Adına “MEDYA” ( radyo, Tv, Sinema, Gazete, İnt. dergiler vb) denilen GÜÇ gördüğüne ve duyduğuna inanma kolaylığını ARAŞTIRMA, İNCELEME ve DOĞRULAMA’nın zorluğuna tercih eden insanın bu KOLAYCILIK hastalığını EN İYİ ve VERİMLİ sekil de kullanarak toplumlara dayatmak istedikleri YALANLARI, İFTİRALARI “MUTLAK ve TARTIŞILMAZ GERÇEK” olarak kabul etmekte zorlanmıyorlar.

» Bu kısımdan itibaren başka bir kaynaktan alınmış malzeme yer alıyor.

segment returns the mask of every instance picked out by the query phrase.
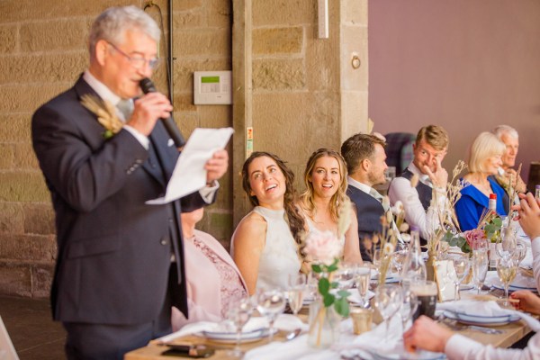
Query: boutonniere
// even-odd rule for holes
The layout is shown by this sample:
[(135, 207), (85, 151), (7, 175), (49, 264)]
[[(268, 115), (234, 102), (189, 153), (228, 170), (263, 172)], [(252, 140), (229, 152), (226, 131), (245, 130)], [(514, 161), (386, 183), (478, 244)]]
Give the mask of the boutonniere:
[(81, 104), (97, 116), (97, 121), (104, 128), (104, 138), (111, 139), (123, 126), (116, 115), (116, 108), (108, 101), (86, 94), (81, 97)]

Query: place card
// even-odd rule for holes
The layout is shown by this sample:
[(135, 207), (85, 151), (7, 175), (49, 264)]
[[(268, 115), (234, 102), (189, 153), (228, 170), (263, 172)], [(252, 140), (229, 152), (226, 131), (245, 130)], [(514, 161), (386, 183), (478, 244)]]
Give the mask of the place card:
[(457, 274), (454, 262), (451, 260), (435, 261), (434, 267), (439, 302), (455, 300), (454, 284), (457, 282)]

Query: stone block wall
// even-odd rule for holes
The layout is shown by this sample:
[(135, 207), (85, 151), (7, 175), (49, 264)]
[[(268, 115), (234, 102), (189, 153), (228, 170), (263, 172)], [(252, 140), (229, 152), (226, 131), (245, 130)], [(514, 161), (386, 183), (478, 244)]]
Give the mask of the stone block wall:
[[(0, 2), (0, 294), (47, 297), (56, 257), (54, 212), (33, 154), (31, 118), (44, 102), (70, 87), (87, 67), (90, 24), (128, 0), (4, 0)], [(167, 2), (154, 1), (168, 36)], [(230, 126), (230, 106), (193, 105), (193, 71), (230, 69), (230, 4), (173, 3), (175, 119), (187, 138), (195, 127)], [(146, 9), (159, 23), (158, 8)], [(165, 67), (156, 74), (166, 93)], [(230, 176), (200, 228), (226, 246), (232, 231)]]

Özellikle Kanada, Avustralya, ABD ve Avrupa da yasayan ve günlük hayatın koşuşturmasına kendini kaptırmış sıradan insanların “insanlara, olaylara ve hayata dair düşüncelerinin tamamına yakınını” medyanın belirlediğini ve yönlendirdiğini düşündüğümüzde, öğrendiğimizde medyanın insanlar üzerinde ki belirleyici gücünün gerçekliği ve büyüklüğü net olarak ortaya çıkmaktadır.
“Üzüm üzüme baka baka kararır”
“Kır/beyaz atın yanında yatan ya huyundan ya suyundan kapar”

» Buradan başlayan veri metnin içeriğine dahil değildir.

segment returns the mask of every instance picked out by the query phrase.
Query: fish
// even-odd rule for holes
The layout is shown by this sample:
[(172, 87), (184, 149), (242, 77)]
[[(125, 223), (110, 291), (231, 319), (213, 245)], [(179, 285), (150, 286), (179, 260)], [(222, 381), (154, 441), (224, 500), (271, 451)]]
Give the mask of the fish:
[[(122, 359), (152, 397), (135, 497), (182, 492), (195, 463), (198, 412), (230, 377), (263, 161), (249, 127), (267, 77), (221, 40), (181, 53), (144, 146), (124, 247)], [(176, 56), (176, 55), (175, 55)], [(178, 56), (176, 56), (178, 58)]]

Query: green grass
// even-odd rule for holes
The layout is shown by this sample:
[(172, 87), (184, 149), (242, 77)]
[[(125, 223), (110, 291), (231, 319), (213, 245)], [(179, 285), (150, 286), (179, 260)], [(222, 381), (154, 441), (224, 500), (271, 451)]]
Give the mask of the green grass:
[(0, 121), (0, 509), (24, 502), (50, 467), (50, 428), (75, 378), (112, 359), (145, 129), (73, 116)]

“Bana arkadaşını söyle sana kim olduğunu söyleyeyim”
“Hamama giren terler”
Türünde ki atasözlerimizden de açıkça anlaşılacağı üzere uzun süre yukarıda saydığımız ülkelerde yaşayan Müslüman ve Türk kimlikli SIRADAN İNSANLARIN da bir süre sonra içinde yaşadıkları topluma ayak uydurdukları, onlar gibi yaşamaya ve düşünmeye başladıkları, sahip oldukları Müslüman veya Türk kimliklerini kaybettikleri, hatta AMELİ ve İTİKADİ/İMANİ manada da zaafa uğradıkları inkâr edilemez bir gerçektir.
Nitekim bu tür insanlar sözde sahip oldukları Müslüman ve Türk kimlikleri nedeniyle İslama saldıran zalim yapının en sevdiği ve ön plana çıkarttığı PİYONLARDIR.
Özellikle bu konuda ( Müslümanlara ve İslama saldırı) öne çıkan, medyatik ve çok bilinen insanların çoğunluğunun (sahip oldukları pasaport ve kimlik bilgileri haricinde) Müslümanlık ve Türk’lük ile hiç bir bağı ve alakası olmayan sözde Türk ve Müslüman, ama gerçekte truva atı insanlar olduğunu da bu verilere eklediğimizde zalimlerin bu tür hain erkek ve kadınları neden İDOL, ROL MODEL, ÖRNEK İNSAN olarak tercih ettiklerini ve asıl amaçlarının ne olduğu daha iyi anlıyoruz.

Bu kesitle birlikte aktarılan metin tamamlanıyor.